Carla y Gustavo quedan solos sentados en el sillón. Se miran. Carla desvía la mirada. Los dos a la vez comienzan a hablar. Los dos a la vez callan. Los dos a la vez ríen.

- Disculpame, ¿que me ibas a decir?

- Te preguntaba si hace mucho que se conocen con Claudio.

- Millones de años. Creo que empezamos a gatear juntos. Somos como hermanos.

- Qué bien...

- ¿ Y vos, sos mayor o menor que Ana?

- ¿Qué parezco?

- Melliza.

Ríen.

- Soy la mayor. Dos años más.

- Me contó Claudio que vivís en Nueva York.

- Sobrevivo. Mi marido acaba de morir.

- Sí, lo sé.

- Trabajábamos juntos.

Claudio y Ana ingresan trayendo una gran bandeja a cuatro manos con vasos largos, maníes, papas fritas, una hielera, botellas de Cinzano, Martini, Gin, canapés. Y también traen consigo otra atmósfera. Apoyan cuidadosamente la bandeja sobre una mesa baja que está ubicada entre los sillones, mientras bromean. Claudio va hacia el equipo de música y pone un C.D. de Dexter Gordon.

La conversación que mantienen es variada. Saltan de un tema a otro. Si viéramos la escena a través de la ventana, distinguiríamos movimientos de brazos, piernas que se cruzan y se descruzan, sonrisas, algún cuerpo poniéndose de pie y volviéndose a sentar, una salida, una entrada fugaz, alguna llama de encendedor prendiendo un cigarrillo.

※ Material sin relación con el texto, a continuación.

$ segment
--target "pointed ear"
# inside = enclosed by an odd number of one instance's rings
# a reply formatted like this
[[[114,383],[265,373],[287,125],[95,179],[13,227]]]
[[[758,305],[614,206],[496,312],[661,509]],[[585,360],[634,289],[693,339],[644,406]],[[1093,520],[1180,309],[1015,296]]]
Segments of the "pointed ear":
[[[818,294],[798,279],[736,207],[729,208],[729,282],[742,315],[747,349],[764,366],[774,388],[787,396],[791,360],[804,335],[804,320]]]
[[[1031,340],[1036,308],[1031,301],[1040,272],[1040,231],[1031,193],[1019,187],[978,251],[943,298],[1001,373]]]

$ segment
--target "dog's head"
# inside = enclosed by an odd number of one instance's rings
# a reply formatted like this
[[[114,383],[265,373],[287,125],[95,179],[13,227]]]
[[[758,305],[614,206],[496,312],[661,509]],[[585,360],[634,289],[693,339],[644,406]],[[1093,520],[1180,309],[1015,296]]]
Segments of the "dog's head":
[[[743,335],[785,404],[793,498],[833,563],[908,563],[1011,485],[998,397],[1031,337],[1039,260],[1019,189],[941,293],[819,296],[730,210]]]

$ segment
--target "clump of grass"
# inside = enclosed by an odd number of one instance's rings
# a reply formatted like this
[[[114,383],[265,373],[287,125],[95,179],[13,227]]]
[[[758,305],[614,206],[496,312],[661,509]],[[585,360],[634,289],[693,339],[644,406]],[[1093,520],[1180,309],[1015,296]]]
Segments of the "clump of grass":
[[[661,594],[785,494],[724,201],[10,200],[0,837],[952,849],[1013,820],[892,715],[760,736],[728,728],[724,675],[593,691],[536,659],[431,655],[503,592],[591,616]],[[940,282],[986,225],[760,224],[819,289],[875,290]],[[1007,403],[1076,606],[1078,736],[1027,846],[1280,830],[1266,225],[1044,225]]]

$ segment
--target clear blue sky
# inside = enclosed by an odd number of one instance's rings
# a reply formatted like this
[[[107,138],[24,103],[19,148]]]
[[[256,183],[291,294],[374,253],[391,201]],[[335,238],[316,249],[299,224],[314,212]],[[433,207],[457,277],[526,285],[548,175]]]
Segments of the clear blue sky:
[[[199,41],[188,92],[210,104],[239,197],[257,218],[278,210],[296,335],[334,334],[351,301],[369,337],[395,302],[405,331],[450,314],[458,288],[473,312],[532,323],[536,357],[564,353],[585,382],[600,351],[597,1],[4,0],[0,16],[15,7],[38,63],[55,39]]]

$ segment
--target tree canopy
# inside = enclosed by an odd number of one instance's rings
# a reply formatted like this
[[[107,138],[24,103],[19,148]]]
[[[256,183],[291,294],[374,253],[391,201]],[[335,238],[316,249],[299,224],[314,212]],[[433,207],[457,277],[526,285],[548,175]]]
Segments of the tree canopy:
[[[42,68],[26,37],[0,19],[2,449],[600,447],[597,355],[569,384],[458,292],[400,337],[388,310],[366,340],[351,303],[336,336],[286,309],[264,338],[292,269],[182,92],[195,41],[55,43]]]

Y el enorme esfuerzo de Carla por adaptarse a este ritmo, a esta cadencia. De pronto, como un acorde disonante irrumpiendo en una melodía armónica, apoya su espalda en el respaldo del sillón emitiendo un sonido de dolor.

- No puedo seguir adelante, Ana. No puedo.

- Tranquila, Carla. No te preocupes, dice su hermana suavemente. No te esfuerces. Sólo quiero que estés bien y que puedas disfrutar de un lindo momento.

- Sí, lo sé y te agradezco, dice inclinando la cabeza y dejando caer los brazos. Pero no puedo.

Claudio se pone de pie y va hacia el aparador para apagar la música.

- Quisiera que Miguel estuviera sentado entre nosotros, acá, junto a mí. Que pudiera prepararle un trago, pasar mi brazo por detrás de su cuello, acariciarle la nuca. Oírlo reír. Su voz... Dios mío. ¿Dónde está su voz?

- Carla, mi amor... , dice Ana.

Carla observa tristemente a Gustavo y a Claudio y se disculpa.

- No te preocupes por nosotros, dice Claudio.

- No voy a poder volver amar a ningún hombre, Gustavo, lo siento.

- No se trata de eso, Carla, dice Ana cubriéndose la cara con las manos.

Nadie más habla. Tampoco se miran. La imagen se congela como si hubiera recibido un piedrazo a través la ventana. Unos segundos más tarde, Carla quiebra esa estática imagen desarmando su cuerpo, dejándolo caer en una lenta coreografía hasta llegar al suelo, y abrazándose a su vientre, se acurruca.

- No sé qué hacer con su tristeza, dice Ana. No sé qué hacer...

Gustavo se acerca lentamente a Carla y poniéndose en cuclillas le acaricia el cabello.

- Qué lindo pelo tenés, Carla. Es muy hermoso, dice tiernamente.